Sep 15, 2011 at 11:08 am
WAITE PARK, Minn. (KNSI) - St. Cloud could be about to lose its Postal Service procession facility -- the site on 10th Avenue South in Waite Park is on the list of 250 locations nationwide targeted for possible closure by the service Thursday.
The proposal was part of a sweeping list of possible charges announced for the struggling Postal Service Thursday by Postmaster General Patrick Donahoe in Washington D.C.
"We are forced to face a new reality today," Donahoe said. "With the dramatic decline in mail volume and the resulting excess capacity, maintaining a vast national infrastructure is no longer realistic."
SITE CLOSURE LIST: See the locations of all 250 possible U.S. Postal Service facilities facing possible closure in 2012
Waite Park's procession facility was one of four Minnesota facilities under consideration for closure along with Bemidji, Duluth and Rochester.
"We'll be taking a look at each one of them on an individual basis over the next few months, using a number of criteria like what kind of savings we could realize by making a change, do we have a transportation network in place in order to handle that mail volume, and in the case of St. Cloud, does the Minneapolis facility have the capicity to take on the additional volume and what does this mean for service to customers?" U.S. Postal Service spokesman Pete Nowacki said.
Nowacki said in addition to internal study, the Service would also be accepting public comment as well as holding a public meeting in St. Cloud to discuss the possible closure. No meeting date had yet been set, but Nowacki promised residents would receive a few week's notice of the meeting.

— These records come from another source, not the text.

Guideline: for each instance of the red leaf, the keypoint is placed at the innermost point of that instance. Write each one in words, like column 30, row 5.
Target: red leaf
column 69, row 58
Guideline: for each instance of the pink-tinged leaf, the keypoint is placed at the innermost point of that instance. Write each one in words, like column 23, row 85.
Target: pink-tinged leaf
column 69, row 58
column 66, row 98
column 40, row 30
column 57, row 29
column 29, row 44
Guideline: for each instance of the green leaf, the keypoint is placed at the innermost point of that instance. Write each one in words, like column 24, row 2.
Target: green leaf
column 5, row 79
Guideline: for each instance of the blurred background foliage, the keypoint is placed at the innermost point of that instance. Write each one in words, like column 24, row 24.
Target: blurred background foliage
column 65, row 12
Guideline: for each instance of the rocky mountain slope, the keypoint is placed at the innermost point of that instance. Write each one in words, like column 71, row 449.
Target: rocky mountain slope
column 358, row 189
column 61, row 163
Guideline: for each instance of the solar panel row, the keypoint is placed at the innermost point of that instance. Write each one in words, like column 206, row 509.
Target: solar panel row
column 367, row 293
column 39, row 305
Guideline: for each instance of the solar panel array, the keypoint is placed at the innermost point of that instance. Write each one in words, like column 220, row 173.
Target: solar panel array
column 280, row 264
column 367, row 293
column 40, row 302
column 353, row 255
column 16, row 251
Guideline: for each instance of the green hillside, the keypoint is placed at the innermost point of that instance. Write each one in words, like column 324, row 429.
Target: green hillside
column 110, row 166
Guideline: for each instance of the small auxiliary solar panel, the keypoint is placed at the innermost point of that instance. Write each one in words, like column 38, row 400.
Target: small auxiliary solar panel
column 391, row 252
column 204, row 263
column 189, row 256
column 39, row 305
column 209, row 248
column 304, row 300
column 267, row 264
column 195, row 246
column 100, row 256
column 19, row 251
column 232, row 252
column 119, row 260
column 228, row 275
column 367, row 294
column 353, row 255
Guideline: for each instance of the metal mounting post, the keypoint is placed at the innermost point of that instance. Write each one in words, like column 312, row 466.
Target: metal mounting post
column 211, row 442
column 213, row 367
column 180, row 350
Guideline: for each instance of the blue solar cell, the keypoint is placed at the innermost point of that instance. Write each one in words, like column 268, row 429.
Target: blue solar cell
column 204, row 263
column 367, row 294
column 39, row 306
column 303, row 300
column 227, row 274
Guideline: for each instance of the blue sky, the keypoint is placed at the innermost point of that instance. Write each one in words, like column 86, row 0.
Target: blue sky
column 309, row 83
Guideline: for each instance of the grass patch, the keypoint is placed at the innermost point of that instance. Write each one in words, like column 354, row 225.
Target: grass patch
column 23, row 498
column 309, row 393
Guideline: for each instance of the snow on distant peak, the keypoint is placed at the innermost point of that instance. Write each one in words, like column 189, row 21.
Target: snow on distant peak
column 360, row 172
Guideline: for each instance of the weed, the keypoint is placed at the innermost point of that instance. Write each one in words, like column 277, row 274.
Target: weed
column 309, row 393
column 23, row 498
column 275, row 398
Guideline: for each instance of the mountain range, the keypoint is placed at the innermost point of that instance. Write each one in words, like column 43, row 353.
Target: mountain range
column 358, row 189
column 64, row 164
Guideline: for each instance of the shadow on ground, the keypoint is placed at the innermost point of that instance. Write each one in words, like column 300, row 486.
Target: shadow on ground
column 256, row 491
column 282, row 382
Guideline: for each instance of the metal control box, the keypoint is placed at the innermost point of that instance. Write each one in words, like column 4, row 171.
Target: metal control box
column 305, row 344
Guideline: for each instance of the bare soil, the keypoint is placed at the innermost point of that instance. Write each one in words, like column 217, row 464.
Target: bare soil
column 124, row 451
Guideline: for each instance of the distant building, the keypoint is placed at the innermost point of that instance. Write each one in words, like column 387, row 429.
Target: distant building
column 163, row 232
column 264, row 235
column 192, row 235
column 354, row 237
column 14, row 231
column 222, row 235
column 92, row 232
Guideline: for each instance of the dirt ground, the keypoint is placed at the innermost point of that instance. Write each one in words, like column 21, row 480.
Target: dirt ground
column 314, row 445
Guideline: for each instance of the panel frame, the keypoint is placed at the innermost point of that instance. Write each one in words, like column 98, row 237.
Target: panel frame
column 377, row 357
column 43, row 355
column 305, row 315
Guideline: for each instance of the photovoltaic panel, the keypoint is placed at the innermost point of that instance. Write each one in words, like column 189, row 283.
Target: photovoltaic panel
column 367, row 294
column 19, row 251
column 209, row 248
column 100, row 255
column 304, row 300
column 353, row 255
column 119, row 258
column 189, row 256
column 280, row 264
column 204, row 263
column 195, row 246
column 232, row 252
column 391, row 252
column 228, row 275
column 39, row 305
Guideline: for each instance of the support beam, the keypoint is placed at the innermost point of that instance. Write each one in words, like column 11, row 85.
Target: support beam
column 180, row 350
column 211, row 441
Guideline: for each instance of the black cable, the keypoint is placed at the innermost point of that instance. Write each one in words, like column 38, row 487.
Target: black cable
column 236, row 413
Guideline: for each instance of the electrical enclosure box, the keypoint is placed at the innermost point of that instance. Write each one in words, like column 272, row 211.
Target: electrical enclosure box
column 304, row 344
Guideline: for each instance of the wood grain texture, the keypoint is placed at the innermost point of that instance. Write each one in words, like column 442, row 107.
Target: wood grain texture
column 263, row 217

"Any decision (on closing) would probably come around the first of the year and any changes would happen some time next year," Nowacki said.
The closures were just a portion of the massive restructuring laid out by Donahoe, which also included reducing mail processing equipment by as much as 50 percent, dramatically decreasing the nationwide transportation network, cutting as many as 35,000 jobs and revising service standards for first class mail from its current 1 to 3 day delivery window.
"What we're proposing is to change that into a 2 or 3 day standard, which means overnight mail for just a regular first-class piece of mail, that's probably not going to happen anymore," Nowacki said.
Nowacki said it was not immediately known how many jobs would be lost if the Waite Park facility closed, but he said the Postal Service would work with employee unions to retain as many of those affected workers as possible.
The U.S. Postal Service, who reported losses of $8.5 billion last year, said the changes could save the organization up to $3 billion a year.